By focusing on the small Jewish community of a small country--Ireland is about the size of West Virginia--Keogh offers us a case study of both Jewish exclusion and Jewish assimilation. His work will be the definitive account of Ireland's Jewish community for the foreseeable future, and is also, alas, a kind of elegy for that rapidly disappearing community. Indeed, since Professor Keogh's book went to press, Cork's last synagogue has closed, unable to achieve a minyan. The new Herzog Center for Jewish Studies at Trinity College, Dublin, is admirable, but no substitute for a living Jewish community.
By making Bloom one of his two protagonists, Joyce affirmed Jewish membership in the Irish polity, and at the same time recognized the prevalence and nature of anti-Jewish prejudice in Ireland. He slyly made Bloom a friend of Arthur Griffith, at once a notorious antisemite and the editor of The United Irishman, then the most radical of nationalist newspapers. Deploring the inequities of British rule over Ireland, Griffith was simultaneously hostile to Ireland's smallest and most vulnerable minority.

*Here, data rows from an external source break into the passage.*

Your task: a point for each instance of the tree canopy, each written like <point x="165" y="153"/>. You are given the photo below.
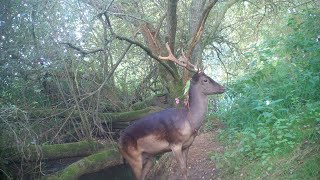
<point x="81" y="69"/>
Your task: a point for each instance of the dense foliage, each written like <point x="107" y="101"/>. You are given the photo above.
<point x="70" y="69"/>
<point x="275" y="108"/>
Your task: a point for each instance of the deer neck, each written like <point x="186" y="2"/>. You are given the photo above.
<point x="198" y="103"/>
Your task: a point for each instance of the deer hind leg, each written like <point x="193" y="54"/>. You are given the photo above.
<point x="177" y="152"/>
<point x="185" y="155"/>
<point x="147" y="164"/>
<point x="134" y="158"/>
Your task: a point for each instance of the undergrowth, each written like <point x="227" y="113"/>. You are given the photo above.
<point x="272" y="113"/>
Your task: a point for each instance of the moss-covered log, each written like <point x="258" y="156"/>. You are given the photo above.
<point x="56" y="151"/>
<point x="109" y="117"/>
<point x="90" y="164"/>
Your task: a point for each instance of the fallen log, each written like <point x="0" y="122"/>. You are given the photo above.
<point x="55" y="151"/>
<point x="108" y="117"/>
<point x="90" y="164"/>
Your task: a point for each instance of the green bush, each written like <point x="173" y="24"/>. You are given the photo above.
<point x="276" y="105"/>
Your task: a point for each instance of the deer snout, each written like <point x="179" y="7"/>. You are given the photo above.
<point x="221" y="90"/>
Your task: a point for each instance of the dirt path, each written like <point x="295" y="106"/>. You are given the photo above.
<point x="199" y="164"/>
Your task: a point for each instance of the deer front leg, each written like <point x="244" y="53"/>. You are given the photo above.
<point x="177" y="152"/>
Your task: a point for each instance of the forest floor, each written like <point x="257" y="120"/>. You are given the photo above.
<point x="200" y="166"/>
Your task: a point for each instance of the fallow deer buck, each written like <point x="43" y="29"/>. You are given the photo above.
<point x="172" y="129"/>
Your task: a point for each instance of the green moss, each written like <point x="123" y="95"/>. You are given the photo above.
<point x="88" y="164"/>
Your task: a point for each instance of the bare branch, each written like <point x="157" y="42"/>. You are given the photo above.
<point x="148" y="51"/>
<point x="183" y="61"/>
<point x="83" y="52"/>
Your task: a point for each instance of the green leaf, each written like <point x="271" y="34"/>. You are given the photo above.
<point x="186" y="87"/>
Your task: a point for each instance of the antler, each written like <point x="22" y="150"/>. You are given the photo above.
<point x="183" y="61"/>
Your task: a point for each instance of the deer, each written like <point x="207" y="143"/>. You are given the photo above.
<point x="172" y="129"/>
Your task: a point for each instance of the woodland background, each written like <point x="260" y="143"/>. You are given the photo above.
<point x="74" y="73"/>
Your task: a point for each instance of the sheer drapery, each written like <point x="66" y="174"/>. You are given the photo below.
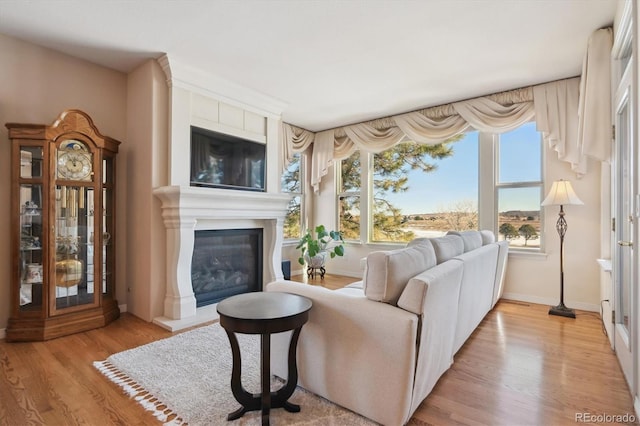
<point x="554" y="106"/>
<point x="594" y="110"/>
<point x="294" y="139"/>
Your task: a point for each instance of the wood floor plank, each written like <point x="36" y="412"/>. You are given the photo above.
<point x="520" y="367"/>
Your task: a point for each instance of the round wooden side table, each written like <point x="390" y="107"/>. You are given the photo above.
<point x="263" y="313"/>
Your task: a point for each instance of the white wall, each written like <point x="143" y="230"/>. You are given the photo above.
<point x="38" y="84"/>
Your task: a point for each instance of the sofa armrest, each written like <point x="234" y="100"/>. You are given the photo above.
<point x="434" y="294"/>
<point x="349" y="346"/>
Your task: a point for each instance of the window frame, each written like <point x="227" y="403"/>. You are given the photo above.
<point x="488" y="188"/>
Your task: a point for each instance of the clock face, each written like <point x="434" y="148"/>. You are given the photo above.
<point x="74" y="163"/>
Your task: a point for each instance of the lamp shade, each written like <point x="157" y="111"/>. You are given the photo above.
<point x="561" y="193"/>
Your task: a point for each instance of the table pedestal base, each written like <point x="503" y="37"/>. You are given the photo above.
<point x="266" y="399"/>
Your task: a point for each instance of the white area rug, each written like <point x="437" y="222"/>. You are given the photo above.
<point x="185" y="379"/>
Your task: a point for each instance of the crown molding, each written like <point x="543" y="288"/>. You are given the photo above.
<point x="184" y="76"/>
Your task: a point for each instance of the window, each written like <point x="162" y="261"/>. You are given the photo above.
<point x="291" y="183"/>
<point x="519" y="186"/>
<point x="349" y="197"/>
<point x="427" y="190"/>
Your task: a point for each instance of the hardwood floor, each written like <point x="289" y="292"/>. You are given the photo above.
<point x="520" y="367"/>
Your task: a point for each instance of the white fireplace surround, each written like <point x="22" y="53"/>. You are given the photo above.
<point x="187" y="209"/>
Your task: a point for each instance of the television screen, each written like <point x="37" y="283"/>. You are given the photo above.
<point x="224" y="161"/>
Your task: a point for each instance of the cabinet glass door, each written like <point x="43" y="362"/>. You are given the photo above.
<point x="108" y="228"/>
<point x="31" y="252"/>
<point x="75" y="269"/>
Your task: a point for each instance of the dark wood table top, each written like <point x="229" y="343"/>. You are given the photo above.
<point x="263" y="312"/>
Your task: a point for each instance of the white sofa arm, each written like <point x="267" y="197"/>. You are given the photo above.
<point x="435" y="294"/>
<point x="349" y="346"/>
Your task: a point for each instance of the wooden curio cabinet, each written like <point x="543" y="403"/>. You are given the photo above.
<point x="62" y="228"/>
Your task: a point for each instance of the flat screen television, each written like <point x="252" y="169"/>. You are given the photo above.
<point x="223" y="161"/>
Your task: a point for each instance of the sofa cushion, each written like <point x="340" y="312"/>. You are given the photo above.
<point x="488" y="237"/>
<point x="447" y="247"/>
<point x="471" y="239"/>
<point x="388" y="272"/>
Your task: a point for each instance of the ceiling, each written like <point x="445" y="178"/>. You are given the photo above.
<point x="331" y="62"/>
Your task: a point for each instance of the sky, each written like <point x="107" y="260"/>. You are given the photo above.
<point x="456" y="178"/>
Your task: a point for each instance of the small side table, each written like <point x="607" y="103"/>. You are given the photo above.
<point x="263" y="313"/>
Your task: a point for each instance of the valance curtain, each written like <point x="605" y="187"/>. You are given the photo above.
<point x="554" y="106"/>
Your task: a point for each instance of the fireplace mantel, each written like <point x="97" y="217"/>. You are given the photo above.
<point x="185" y="209"/>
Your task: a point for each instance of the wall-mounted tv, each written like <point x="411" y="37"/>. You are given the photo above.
<point x="223" y="161"/>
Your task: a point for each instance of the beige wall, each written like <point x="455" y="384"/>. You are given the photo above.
<point x="37" y="85"/>
<point x="142" y="265"/>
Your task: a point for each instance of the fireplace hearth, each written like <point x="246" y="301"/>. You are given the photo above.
<point x="225" y="263"/>
<point x="187" y="210"/>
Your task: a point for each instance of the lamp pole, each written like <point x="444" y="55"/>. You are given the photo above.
<point x="561" y="309"/>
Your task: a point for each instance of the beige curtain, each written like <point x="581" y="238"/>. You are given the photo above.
<point x="594" y="111"/>
<point x="294" y="139"/>
<point x="556" y="106"/>
<point x="574" y="119"/>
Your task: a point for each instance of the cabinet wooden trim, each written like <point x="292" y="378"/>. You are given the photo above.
<point x="63" y="228"/>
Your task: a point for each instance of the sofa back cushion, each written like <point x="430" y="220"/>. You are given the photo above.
<point x="388" y="272"/>
<point x="488" y="237"/>
<point x="471" y="239"/>
<point x="447" y="247"/>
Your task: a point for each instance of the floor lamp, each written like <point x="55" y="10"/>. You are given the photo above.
<point x="561" y="194"/>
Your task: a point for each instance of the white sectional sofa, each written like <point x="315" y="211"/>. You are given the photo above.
<point x="378" y="346"/>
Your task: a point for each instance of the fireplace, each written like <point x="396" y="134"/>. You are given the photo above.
<point x="188" y="210"/>
<point x="226" y="262"/>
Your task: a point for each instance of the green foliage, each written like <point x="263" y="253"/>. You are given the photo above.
<point x="508" y="231"/>
<point x="313" y="244"/>
<point x="391" y="169"/>
<point x="528" y="232"/>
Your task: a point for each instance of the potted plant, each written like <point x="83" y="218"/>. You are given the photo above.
<point x="316" y="246"/>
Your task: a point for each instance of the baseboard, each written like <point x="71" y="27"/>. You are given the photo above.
<point x="551" y="302"/>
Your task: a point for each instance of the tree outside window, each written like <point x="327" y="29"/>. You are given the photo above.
<point x="291" y="183"/>
<point x="425" y="191"/>
<point x="519" y="187"/>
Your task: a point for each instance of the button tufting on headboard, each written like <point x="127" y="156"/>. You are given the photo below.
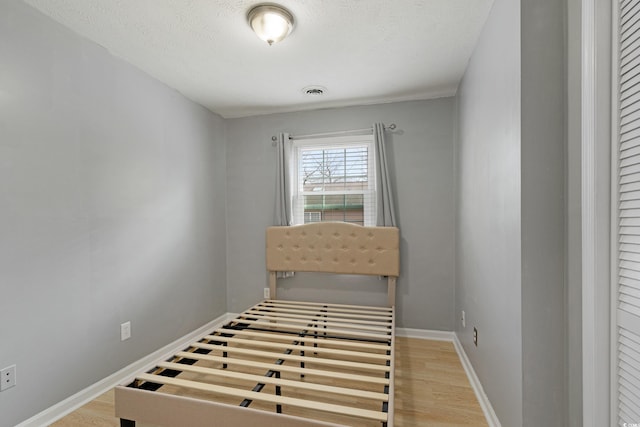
<point x="334" y="247"/>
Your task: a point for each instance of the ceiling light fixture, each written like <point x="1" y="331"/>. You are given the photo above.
<point x="272" y="23"/>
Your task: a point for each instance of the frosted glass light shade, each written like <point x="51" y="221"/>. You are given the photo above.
<point x="270" y="22"/>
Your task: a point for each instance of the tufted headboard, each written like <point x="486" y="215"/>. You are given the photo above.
<point x="334" y="247"/>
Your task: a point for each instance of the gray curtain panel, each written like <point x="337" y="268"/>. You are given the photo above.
<point x="385" y="206"/>
<point x="283" y="213"/>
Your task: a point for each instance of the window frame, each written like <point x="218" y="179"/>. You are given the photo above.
<point x="335" y="142"/>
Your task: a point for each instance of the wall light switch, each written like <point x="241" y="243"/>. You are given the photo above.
<point x="8" y="377"/>
<point x="125" y="331"/>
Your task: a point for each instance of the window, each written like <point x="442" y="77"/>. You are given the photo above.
<point x="335" y="180"/>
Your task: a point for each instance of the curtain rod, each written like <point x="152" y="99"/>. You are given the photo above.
<point x="392" y="126"/>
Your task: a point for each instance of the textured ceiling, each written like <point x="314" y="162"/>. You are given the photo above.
<point x="362" y="51"/>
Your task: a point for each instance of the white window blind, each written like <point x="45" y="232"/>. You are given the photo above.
<point x="335" y="180"/>
<point x="627" y="287"/>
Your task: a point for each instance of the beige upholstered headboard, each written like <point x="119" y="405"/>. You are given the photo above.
<point x="334" y="247"/>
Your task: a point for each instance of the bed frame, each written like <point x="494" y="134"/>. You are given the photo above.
<point x="286" y="363"/>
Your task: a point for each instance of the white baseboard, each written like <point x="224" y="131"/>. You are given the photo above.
<point x="127" y="374"/>
<point x="425" y="334"/>
<point x="485" y="404"/>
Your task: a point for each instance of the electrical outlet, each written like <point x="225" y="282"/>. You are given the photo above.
<point x="125" y="331"/>
<point x="8" y="377"/>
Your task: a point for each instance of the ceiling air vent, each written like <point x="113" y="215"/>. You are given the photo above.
<point x="314" y="90"/>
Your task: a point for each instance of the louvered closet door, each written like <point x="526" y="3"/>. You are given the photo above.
<point x="627" y="314"/>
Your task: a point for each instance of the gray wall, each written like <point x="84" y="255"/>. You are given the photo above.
<point x="488" y="231"/>
<point x="421" y="163"/>
<point x="112" y="192"/>
<point x="512" y="213"/>
<point x="543" y="213"/>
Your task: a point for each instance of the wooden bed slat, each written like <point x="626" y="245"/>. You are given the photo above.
<point x="309" y="311"/>
<point x="275" y="381"/>
<point x="252" y="395"/>
<point x="381" y="346"/>
<point x="276" y="356"/>
<point x="297" y="347"/>
<point x="356" y="309"/>
<point x="318" y="321"/>
<point x="284" y="368"/>
<point x="299" y="328"/>
<point x="320" y="317"/>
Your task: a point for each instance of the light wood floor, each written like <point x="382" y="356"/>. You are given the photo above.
<point x="432" y="389"/>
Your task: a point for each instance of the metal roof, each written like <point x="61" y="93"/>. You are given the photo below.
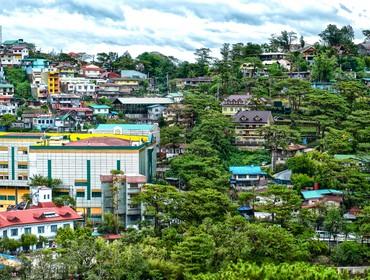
<point x="320" y="193"/>
<point x="247" y="169"/>
<point x="144" y="100"/>
<point x="125" y="126"/>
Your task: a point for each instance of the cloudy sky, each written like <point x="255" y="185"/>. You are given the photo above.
<point x="171" y="27"/>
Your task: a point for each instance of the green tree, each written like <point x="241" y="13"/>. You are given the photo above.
<point x="222" y="136"/>
<point x="334" y="36"/>
<point x="161" y="202"/>
<point x="338" y="142"/>
<point x="351" y="253"/>
<point x="281" y="202"/>
<point x="323" y="68"/>
<point x="195" y="253"/>
<point x="333" y="222"/>
<point x="28" y="240"/>
<point x="295" y="90"/>
<point x="7" y="120"/>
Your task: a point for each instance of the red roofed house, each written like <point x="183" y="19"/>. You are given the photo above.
<point x="129" y="186"/>
<point x="91" y="71"/>
<point x="43" y="218"/>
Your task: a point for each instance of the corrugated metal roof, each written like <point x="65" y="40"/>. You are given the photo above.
<point x="320" y="193"/>
<point x="247" y="169"/>
<point x="125" y="126"/>
<point x="145" y="100"/>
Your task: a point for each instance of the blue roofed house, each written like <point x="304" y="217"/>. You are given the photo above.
<point x="246" y="177"/>
<point x="133" y="74"/>
<point x="326" y="197"/>
<point x="100" y="109"/>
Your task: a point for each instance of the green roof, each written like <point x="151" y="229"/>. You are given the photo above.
<point x="125" y="126"/>
<point x="320" y="193"/>
<point x="96" y="106"/>
<point x="6" y="85"/>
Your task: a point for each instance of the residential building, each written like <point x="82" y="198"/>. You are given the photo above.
<point x="128" y="186"/>
<point x="64" y="100"/>
<point x="247" y="177"/>
<point x="236" y="103"/>
<point x="280" y="156"/>
<point x="137" y="107"/>
<point x="308" y="53"/>
<point x="364" y="48"/>
<point x="53" y="82"/>
<point x="77" y="159"/>
<point x="177" y="97"/>
<point x="155" y="112"/>
<point x="178" y="114"/>
<point x="100" y="109"/>
<point x="150" y="130"/>
<point x="283" y="177"/>
<point x="192" y="82"/>
<point x="247" y="125"/>
<point x="133" y="74"/>
<point x="77" y="85"/>
<point x="91" y="71"/>
<point x="6" y="89"/>
<point x="43" y="218"/>
<point x="43" y="122"/>
<point x="323" y="197"/>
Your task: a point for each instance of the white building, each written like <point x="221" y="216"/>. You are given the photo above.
<point x="43" y="218"/>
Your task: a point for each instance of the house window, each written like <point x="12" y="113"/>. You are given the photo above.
<point x="40" y="229"/>
<point x="22" y="166"/>
<point x="14" y="232"/>
<point x="80" y="194"/>
<point x="96" y="194"/>
<point x="53" y="228"/>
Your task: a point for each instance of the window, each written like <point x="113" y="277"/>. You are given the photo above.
<point x="96" y="194"/>
<point x="80" y="194"/>
<point x="53" y="228"/>
<point x="40" y="229"/>
<point x="14" y="232"/>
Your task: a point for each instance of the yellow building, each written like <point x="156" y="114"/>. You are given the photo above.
<point x="53" y="82"/>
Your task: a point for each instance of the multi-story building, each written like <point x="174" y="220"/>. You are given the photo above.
<point x="53" y="82"/>
<point x="247" y="177"/>
<point x="43" y="218"/>
<point x="235" y="103"/>
<point x="128" y="187"/>
<point x="247" y="125"/>
<point x="77" y="159"/>
<point x="77" y="85"/>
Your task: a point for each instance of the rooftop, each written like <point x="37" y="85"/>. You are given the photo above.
<point x="247" y="169"/>
<point x="125" y="126"/>
<point x="97" y="106"/>
<point x="320" y="193"/>
<point x="36" y="216"/>
<point x="144" y="100"/>
<point x="100" y="142"/>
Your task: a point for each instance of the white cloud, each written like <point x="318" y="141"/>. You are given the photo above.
<point x="175" y="27"/>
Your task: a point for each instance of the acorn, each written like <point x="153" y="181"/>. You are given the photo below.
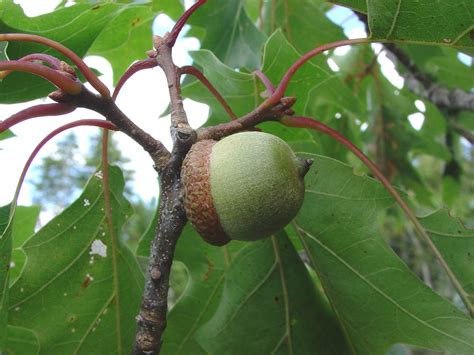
<point x="246" y="186"/>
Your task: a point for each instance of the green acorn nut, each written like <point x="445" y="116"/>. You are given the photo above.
<point x="245" y="187"/>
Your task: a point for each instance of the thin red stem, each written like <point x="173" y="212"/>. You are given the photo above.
<point x="83" y="68"/>
<point x="55" y="77"/>
<point x="42" y="110"/>
<point x="182" y="21"/>
<point x="189" y="69"/>
<point x="266" y="82"/>
<point x="305" y="122"/>
<point x="280" y="90"/>
<point x="143" y="64"/>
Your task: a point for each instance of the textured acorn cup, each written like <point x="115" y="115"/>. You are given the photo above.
<point x="245" y="187"/>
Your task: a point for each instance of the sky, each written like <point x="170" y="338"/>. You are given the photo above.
<point x="136" y="99"/>
<point x="143" y="106"/>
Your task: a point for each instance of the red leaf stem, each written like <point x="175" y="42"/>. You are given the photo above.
<point x="182" y="21"/>
<point x="143" y="64"/>
<point x="280" y="90"/>
<point x="42" y="110"/>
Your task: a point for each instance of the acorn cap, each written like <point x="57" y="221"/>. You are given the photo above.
<point x="198" y="201"/>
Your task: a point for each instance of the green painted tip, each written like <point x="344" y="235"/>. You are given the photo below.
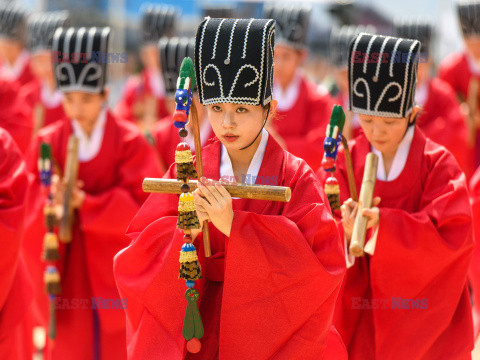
<point x="45" y="151"/>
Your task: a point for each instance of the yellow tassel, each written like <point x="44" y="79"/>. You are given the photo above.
<point x="50" y="247"/>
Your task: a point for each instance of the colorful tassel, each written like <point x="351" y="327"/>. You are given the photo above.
<point x="187" y="213"/>
<point x="51" y="278"/>
<point x="189" y="266"/>
<point x="184" y="160"/>
<point x="332" y="190"/>
<point x="192" y="324"/>
<point x="50" y="247"/>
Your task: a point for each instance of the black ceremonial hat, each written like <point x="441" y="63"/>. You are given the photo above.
<point x="340" y="40"/>
<point x="157" y="21"/>
<point x="42" y="26"/>
<point x="291" y="24"/>
<point x="420" y="30"/>
<point x="13" y="19"/>
<point x="218" y="11"/>
<point x="172" y="52"/>
<point x="382" y="85"/>
<point x="469" y="16"/>
<point x="234" y="61"/>
<point x="77" y="73"/>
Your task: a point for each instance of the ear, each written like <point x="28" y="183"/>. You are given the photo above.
<point x="273" y="108"/>
<point x="415" y="111"/>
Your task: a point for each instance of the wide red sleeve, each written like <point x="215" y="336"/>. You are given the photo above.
<point x="13" y="195"/>
<point x="15" y="116"/>
<point x="271" y="262"/>
<point x="309" y="146"/>
<point x="282" y="278"/>
<point x="15" y="288"/>
<point x="474" y="273"/>
<point x="425" y="256"/>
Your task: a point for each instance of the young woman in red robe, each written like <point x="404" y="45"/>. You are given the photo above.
<point x="407" y="298"/>
<point x="41" y="94"/>
<point x="15" y="287"/>
<point x="269" y="287"/>
<point x="441" y="111"/>
<point x="304" y="108"/>
<point x="114" y="158"/>
<point x="461" y="69"/>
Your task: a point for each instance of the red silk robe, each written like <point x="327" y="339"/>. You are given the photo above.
<point x="136" y="88"/>
<point x="442" y="121"/>
<point x="303" y="126"/>
<point x="113" y="195"/>
<point x="272" y="285"/>
<point x="456" y="72"/>
<point x="409" y="300"/>
<point x="166" y="138"/>
<point x="15" y="114"/>
<point x="15" y="286"/>
<point x="31" y="93"/>
<point x="474" y="274"/>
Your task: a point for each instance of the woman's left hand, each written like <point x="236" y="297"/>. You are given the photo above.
<point x="212" y="197"/>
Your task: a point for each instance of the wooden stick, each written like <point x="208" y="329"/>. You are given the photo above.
<point x="198" y="156"/>
<point x="365" y="202"/>
<point x="256" y="192"/>
<point x="350" y="174"/>
<point x="70" y="180"/>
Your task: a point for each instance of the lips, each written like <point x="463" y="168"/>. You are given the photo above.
<point x="230" y="137"/>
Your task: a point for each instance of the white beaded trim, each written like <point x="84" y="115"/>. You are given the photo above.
<point x="246" y="39"/>
<point x="227" y="60"/>
<point x="216" y="38"/>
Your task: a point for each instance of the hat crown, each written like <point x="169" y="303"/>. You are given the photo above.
<point x="234" y="61"/>
<point x="382" y="74"/>
<point x="80" y="62"/>
<point x="41" y="28"/>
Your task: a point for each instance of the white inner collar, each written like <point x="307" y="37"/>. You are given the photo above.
<point x="226" y="169"/>
<point x="287" y="98"/>
<point x="89" y="147"/>
<point x="399" y="160"/>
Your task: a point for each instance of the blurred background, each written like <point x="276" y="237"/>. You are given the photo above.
<point x="124" y="18"/>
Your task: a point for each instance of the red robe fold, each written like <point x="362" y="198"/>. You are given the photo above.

The choleric Citizen carries copies of The United Irishman, which, as Joyce well knew, contained Griffith's approving reports of Ireland's only pogrom, which took place in and around the small city of Limerick. The pogrom was instigated by a Redemptorist priest, Father John Creagh, in January 1904. A strident and dramatic orator, Creagh attacked Limerick's tiny Jewish community with the cliches of antisemitism: the Jews rejected Christ, they were usurers sucking the blood of the poor, they were in league with the Freemasons then persecuting the Church in France, they were taking over the local economy, they sold shoddy goods at inflated prices, to be paid for in installments. He absolved them of only one traditional crime: "Nowadays, they dare not kidnap and slay Christian children, but they will not hesitate to expose them to a longer and even more cruel martyrdom by taking the clothes off their backs and the bit out of their mouths." Creagh was particularly outraged at a recent Jewish wedding, contrasting the "silks and satin" of the wedding party with the rags of Irish onlookers. Though Michael Davitt and other revered political leaders immediately denounced Creagh's inflammatory sermon, and especially the old charge of ritual murder, Creagh's followers-6000 Limerick men belonged to the Arch-confraternity of the Holy Family, which he directed--quickly heeded his call for a boycott against Jews and a refusal to pay money owing to them. A series of antisemitic riots in the city followed.
In a second sermon, Creagh insisted that he deplored violence. He objected to jewish business methods, not to Jews. But his denunciations continued to sustain the boycott, and Jews were assaulted in the streets, despite police protection. Police authorities considered charging him with incitement to violence, but the Royal Irish Constabulary were widely resented as an agent of British rule, and they feared that to do so would make Creagh at once a Catholic and a nationalist martyr.